Wednesday, July 27, 2016

Shifting Alliances

The American Civil War is often portrayed as "brother against brother." The West Point class of 1846 yielded classmates Thomas J. "Stonewall" Jackson, Lieutenant General in the Confederate Army, and General George B. McClellan, Commanding General of the Union Army from 1861-62.  Similarly, during the French and Indian War, comrades and arms would face each other as enemies barely twenty years later.

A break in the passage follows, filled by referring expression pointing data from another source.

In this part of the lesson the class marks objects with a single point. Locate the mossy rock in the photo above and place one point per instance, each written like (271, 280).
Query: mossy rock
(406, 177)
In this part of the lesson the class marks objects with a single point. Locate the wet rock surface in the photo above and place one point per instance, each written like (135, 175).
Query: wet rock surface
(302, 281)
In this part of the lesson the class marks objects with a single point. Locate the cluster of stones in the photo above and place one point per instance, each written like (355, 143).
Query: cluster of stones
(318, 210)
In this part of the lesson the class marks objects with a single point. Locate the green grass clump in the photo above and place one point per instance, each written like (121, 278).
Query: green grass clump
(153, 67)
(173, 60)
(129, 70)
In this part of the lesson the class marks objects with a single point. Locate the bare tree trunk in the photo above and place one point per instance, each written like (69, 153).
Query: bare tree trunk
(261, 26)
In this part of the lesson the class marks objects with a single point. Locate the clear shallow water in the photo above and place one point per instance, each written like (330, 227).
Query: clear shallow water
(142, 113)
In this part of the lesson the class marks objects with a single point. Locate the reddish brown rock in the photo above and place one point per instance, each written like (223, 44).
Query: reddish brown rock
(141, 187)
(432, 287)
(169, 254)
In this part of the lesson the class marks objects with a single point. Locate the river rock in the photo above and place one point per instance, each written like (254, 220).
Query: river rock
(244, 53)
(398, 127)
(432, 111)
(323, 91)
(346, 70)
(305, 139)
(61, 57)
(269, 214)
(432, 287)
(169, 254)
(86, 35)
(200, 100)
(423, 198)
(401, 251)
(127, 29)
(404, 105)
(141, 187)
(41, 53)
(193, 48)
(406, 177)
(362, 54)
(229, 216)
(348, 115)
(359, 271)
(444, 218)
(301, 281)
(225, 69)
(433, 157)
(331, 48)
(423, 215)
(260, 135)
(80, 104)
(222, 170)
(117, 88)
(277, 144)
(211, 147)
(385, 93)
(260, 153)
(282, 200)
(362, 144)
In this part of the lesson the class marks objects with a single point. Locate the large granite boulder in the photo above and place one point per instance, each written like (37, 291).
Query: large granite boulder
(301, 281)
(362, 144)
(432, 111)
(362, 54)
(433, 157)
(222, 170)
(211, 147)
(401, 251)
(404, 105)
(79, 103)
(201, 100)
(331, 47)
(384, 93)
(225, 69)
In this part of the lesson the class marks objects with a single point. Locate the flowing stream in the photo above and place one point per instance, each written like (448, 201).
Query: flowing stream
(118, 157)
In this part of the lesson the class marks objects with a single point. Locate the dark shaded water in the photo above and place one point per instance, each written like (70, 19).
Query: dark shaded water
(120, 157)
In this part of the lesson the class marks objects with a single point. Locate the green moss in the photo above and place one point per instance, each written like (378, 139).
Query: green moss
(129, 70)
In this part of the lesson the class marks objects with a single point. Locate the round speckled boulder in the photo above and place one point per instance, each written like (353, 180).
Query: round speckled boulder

Here is Braddock's Grave on Braddock's Road, not far from Fort Necessity.  British General Edward Braddock was mortally wounded at the Battle of the Monongahela about ten miles east of modern day Pittsburgh, in what is now known as Braddock, Pennsylvania.  The battle occurred on July 9, 1755.  Among the participants and members of Braddock's force were militia Colonel George Washington, Captain Horatio Gates, Lieutenant Colonel Thomas Gage, Captain Charles Lee and Captain William Mercer.  Washington, Gates, Lee and Mercer fought on the American side, and of course Gage on the British, during the Revolution.

As this is written, both Democrats and Republicans continue to engage in their respective civil wars, with former allies bitterly at odds.  It is always intriguing, in a watch the road accident sense, to contemplate betrayals.  People quite literally give their lives to others, and then become discarded when no longer needed or seen as liabilities.